Anyways, hope you liked reading this as much as I did 🙂 I’m gonna try and feature more “this is my life” type stories here because I find them absolutely fascinating. We all lead such different lives, and I think it helps to form our OWN decisions better too as we continue to live out our own…

But remember the most important takeaway of all here: WE ARE ALWAYS IN CHARGE!! It’s up to US to do the things we feel is best for us no matter what’s going on around us or what others are saying… It’s not always easy, but it’s incredibly important unless you like living with regrets.

Have a safe and wonderful weekend, everyone 🙂

[This post was previously published in 2016, but stumbled across it again and thought it was worth re-sharing 🙂 Big shout to Larry again for always sending in his thoughts!]

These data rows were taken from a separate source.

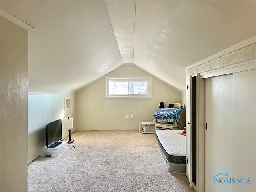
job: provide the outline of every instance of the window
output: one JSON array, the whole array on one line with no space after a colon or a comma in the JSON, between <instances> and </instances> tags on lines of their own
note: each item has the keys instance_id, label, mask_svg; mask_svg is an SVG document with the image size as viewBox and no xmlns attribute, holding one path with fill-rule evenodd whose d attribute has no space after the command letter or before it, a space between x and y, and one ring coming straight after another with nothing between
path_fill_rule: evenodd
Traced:
<instances>
[{"instance_id":1,"label":"window","mask_svg":"<svg viewBox=\"0 0 256 192\"><path fill-rule=\"evenodd\" d=\"M105 77L105 98L151 98L151 77Z\"/></svg>"}]
</instances>

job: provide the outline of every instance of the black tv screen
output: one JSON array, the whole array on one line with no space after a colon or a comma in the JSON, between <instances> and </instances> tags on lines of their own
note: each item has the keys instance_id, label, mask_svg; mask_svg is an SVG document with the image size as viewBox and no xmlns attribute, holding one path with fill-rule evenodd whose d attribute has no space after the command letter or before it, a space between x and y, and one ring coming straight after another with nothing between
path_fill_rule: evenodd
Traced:
<instances>
[{"instance_id":1,"label":"black tv screen","mask_svg":"<svg viewBox=\"0 0 256 192\"><path fill-rule=\"evenodd\" d=\"M45 140L48 147L62 138L61 119L46 124L45 128Z\"/></svg>"}]
</instances>

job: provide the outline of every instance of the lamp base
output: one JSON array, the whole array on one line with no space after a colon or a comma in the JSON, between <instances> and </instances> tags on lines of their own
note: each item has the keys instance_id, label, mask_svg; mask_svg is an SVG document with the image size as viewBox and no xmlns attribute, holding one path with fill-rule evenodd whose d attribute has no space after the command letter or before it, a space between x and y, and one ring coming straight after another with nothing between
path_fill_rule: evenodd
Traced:
<instances>
[{"instance_id":1,"label":"lamp base","mask_svg":"<svg viewBox=\"0 0 256 192\"><path fill-rule=\"evenodd\" d=\"M68 132L69 133L69 141L68 142L68 143L74 143L74 141L71 140L71 130L70 129L69 129L69 130L68 130Z\"/></svg>"}]
</instances>

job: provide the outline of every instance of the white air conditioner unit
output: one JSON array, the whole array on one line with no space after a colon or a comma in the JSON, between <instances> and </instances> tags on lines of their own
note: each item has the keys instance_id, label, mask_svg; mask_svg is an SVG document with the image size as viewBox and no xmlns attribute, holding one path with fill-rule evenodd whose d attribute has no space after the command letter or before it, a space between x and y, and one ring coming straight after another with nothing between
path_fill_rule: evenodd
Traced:
<instances>
[{"instance_id":1,"label":"white air conditioner unit","mask_svg":"<svg viewBox=\"0 0 256 192\"><path fill-rule=\"evenodd\" d=\"M152 122L140 122L139 132L142 133L154 133L155 123Z\"/></svg>"}]
</instances>

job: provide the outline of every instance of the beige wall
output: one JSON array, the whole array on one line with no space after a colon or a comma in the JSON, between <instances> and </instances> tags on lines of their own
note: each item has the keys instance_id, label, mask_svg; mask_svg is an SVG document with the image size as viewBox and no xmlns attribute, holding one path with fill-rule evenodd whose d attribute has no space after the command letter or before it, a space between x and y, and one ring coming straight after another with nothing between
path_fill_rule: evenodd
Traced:
<instances>
[{"instance_id":1,"label":"beige wall","mask_svg":"<svg viewBox=\"0 0 256 192\"><path fill-rule=\"evenodd\" d=\"M133 65L125 65L107 76L150 75ZM160 102L182 101L180 92L153 77L151 99L105 99L104 85L103 77L76 92L77 130L138 130L139 122L153 120Z\"/></svg>"},{"instance_id":2,"label":"beige wall","mask_svg":"<svg viewBox=\"0 0 256 192\"><path fill-rule=\"evenodd\" d=\"M1 17L1 191L27 191L28 32Z\"/></svg>"},{"instance_id":3,"label":"beige wall","mask_svg":"<svg viewBox=\"0 0 256 192\"><path fill-rule=\"evenodd\" d=\"M62 119L62 138L68 136L68 130L63 128L64 118L74 118L76 129L75 93L59 93L28 95L28 163L40 155L41 148L46 146L45 128L47 123ZM71 98L71 107L65 109L65 98Z\"/></svg>"}]
</instances>

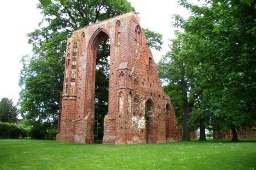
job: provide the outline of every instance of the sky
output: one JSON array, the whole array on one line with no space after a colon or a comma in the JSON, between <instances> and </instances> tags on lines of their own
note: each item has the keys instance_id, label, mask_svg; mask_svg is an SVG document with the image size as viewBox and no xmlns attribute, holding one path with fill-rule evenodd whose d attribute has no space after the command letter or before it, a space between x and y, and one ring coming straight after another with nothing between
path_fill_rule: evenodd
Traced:
<instances>
[{"instance_id":1,"label":"sky","mask_svg":"<svg viewBox=\"0 0 256 170\"><path fill-rule=\"evenodd\" d=\"M189 14L178 6L176 0L128 0L139 13L141 26L163 35L163 44L160 52L152 50L157 63L169 50L169 39L173 39L171 15L179 14L187 18ZM21 90L18 80L21 57L31 54L32 45L27 43L27 34L38 28L42 19L37 9L37 0L2 1L0 6L0 98L12 98L16 103Z\"/></svg>"}]
</instances>

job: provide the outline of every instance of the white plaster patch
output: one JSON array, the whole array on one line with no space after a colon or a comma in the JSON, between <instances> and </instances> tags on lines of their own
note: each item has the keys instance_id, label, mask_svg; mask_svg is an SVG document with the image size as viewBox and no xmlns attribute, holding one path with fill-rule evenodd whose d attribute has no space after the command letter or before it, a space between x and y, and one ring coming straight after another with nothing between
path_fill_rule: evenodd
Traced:
<instances>
[{"instance_id":1,"label":"white plaster patch","mask_svg":"<svg viewBox=\"0 0 256 170\"><path fill-rule=\"evenodd\" d=\"M133 126L137 126L139 129L145 128L146 120L144 117L133 116L131 120Z\"/></svg>"}]
</instances>

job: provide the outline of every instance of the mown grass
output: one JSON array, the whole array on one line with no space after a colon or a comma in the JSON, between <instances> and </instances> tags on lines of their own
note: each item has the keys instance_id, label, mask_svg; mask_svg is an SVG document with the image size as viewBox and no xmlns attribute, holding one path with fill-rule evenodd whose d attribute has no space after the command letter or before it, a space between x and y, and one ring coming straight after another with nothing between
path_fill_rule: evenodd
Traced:
<instances>
[{"instance_id":1,"label":"mown grass","mask_svg":"<svg viewBox=\"0 0 256 170\"><path fill-rule=\"evenodd\" d=\"M134 145L0 139L0 169L256 169L256 138Z\"/></svg>"}]
</instances>

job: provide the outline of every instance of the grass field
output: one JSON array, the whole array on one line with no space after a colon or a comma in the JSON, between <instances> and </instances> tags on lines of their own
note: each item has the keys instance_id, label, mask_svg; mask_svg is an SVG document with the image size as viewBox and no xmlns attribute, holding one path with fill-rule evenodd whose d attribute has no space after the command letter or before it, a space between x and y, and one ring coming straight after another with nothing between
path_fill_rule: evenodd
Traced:
<instances>
[{"instance_id":1,"label":"grass field","mask_svg":"<svg viewBox=\"0 0 256 170\"><path fill-rule=\"evenodd\" d=\"M256 138L134 145L0 139L0 169L256 169Z\"/></svg>"}]
</instances>

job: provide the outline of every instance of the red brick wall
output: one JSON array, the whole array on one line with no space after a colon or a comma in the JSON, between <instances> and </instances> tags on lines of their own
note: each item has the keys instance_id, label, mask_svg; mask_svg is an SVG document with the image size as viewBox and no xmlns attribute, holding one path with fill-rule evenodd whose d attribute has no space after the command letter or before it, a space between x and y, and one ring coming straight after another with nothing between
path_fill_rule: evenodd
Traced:
<instances>
[{"instance_id":1,"label":"red brick wall","mask_svg":"<svg viewBox=\"0 0 256 170\"><path fill-rule=\"evenodd\" d=\"M74 31L67 40L57 140L93 142L96 49L105 35L110 38L110 57L103 143L178 140L171 100L162 89L157 65L139 18L133 12ZM146 123L145 107L149 99L153 107Z\"/></svg>"}]
</instances>

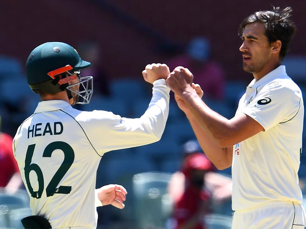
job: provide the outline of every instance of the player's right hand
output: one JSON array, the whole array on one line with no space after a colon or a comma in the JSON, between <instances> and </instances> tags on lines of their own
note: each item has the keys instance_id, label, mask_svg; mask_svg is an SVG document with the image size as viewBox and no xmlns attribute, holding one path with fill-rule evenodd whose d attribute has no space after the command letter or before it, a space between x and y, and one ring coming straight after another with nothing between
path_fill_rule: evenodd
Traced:
<instances>
[{"instance_id":1,"label":"player's right hand","mask_svg":"<svg viewBox=\"0 0 306 229\"><path fill-rule=\"evenodd\" d=\"M103 206L111 204L117 208L124 208L123 202L125 200L126 190L121 185L109 184L98 190L98 197Z\"/></svg>"},{"instance_id":2,"label":"player's right hand","mask_svg":"<svg viewBox=\"0 0 306 229\"><path fill-rule=\"evenodd\" d=\"M142 71L142 75L145 81L153 84L158 79L166 79L170 73L166 64L153 63L146 66L145 69Z\"/></svg>"},{"instance_id":3,"label":"player's right hand","mask_svg":"<svg viewBox=\"0 0 306 229\"><path fill-rule=\"evenodd\" d=\"M197 84L195 84L192 83L192 88L194 89L199 96L202 99L203 93L200 85ZM179 107L186 114L190 113L190 110L189 108L186 105L184 101L177 94L175 93L174 96Z\"/></svg>"}]
</instances>

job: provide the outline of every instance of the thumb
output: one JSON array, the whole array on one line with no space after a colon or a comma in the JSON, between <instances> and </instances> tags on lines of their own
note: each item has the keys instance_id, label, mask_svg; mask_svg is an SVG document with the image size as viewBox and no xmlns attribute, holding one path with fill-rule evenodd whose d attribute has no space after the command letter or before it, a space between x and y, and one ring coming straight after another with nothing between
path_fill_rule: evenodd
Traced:
<instances>
[{"instance_id":1,"label":"thumb","mask_svg":"<svg viewBox=\"0 0 306 229\"><path fill-rule=\"evenodd\" d=\"M111 205L114 207L117 208L119 208L119 209L122 209L124 208L125 206L124 205L124 204L123 203L122 204L120 203L119 201L117 200L113 200L111 203Z\"/></svg>"},{"instance_id":2,"label":"thumb","mask_svg":"<svg viewBox=\"0 0 306 229\"><path fill-rule=\"evenodd\" d=\"M142 71L142 76L144 77L144 78L145 79L147 79L147 70L144 70Z\"/></svg>"}]
</instances>

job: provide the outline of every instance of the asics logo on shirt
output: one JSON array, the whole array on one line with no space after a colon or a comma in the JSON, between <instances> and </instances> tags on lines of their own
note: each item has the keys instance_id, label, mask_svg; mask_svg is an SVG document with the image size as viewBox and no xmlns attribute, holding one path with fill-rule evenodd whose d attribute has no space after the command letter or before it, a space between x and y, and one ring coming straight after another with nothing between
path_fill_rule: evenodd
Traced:
<instances>
[{"instance_id":1,"label":"asics logo on shirt","mask_svg":"<svg viewBox=\"0 0 306 229\"><path fill-rule=\"evenodd\" d=\"M265 105L266 104L271 103L271 99L268 97L265 97L264 99L260 100L257 102L259 105Z\"/></svg>"}]
</instances>

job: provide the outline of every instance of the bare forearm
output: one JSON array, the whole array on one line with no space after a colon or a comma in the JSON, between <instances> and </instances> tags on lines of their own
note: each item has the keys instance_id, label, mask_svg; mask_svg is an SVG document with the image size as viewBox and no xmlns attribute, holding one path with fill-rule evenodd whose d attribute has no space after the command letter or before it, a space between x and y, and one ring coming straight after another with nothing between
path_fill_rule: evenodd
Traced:
<instances>
[{"instance_id":1,"label":"bare forearm","mask_svg":"<svg viewBox=\"0 0 306 229\"><path fill-rule=\"evenodd\" d=\"M230 167L232 165L233 147L221 147L215 141L206 126L202 128L200 126L192 114L187 113L186 115L201 147L216 167L223 169Z\"/></svg>"},{"instance_id":2,"label":"bare forearm","mask_svg":"<svg viewBox=\"0 0 306 229\"><path fill-rule=\"evenodd\" d=\"M230 120L211 110L196 94L186 92L184 95L184 101L198 125L219 145L230 147L237 143L233 139L235 126Z\"/></svg>"}]
</instances>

UPDATE: Here’s an update from Larry on how his money’s currently now looking, 3 years later 🙂 Thanks for coming back, brother!

The market’s performed pretty well overall since the original post (except for last year), so our total is still a rather comfortable $604k.

We discussed things with our financial advisor and decided to kick up our monthly draw from the IRAs to a total of $4,400/mo now. We also took 3 years RMD out of the managed account and put it in a high yield money market – about the same as a CD right now. The thought being that we would never have to sell in a down market (for the next three years) to meet the RMD.

Part of the rationale for this was we actually lost money last year. Our risk/reward profile was about 50/50 stocks and bonds in order to have some downside protection. Well, that sucked last year because bonds did poorly and we did not have enough in stocks (or the right ones) to get the increase. So we’ve since opted for the relative safety of a good money market for a portion to help improve our comfort levels.

We set a “benchmark” of keeping $400k in the managed account. Anytime there is a substantial increase, we could take some of that off the table as well (about +$7K this morning). If it goes below the $400k, we don’t touch it.

We also increased the draw so we have more to spend on travel while we still can do it comfortably. We are off to a couple of weeks in Portugal in May. I will be 83 in September so really don’t know how much longer I will be able to travel.

So, we seem to be “holding our own” in making it last as long as we do!!

Total of all accounts now = $604k: $194K in the money market (the 3 year RMD mentioned + some), $407k in the managed account, and $3K just sitting there in an old account.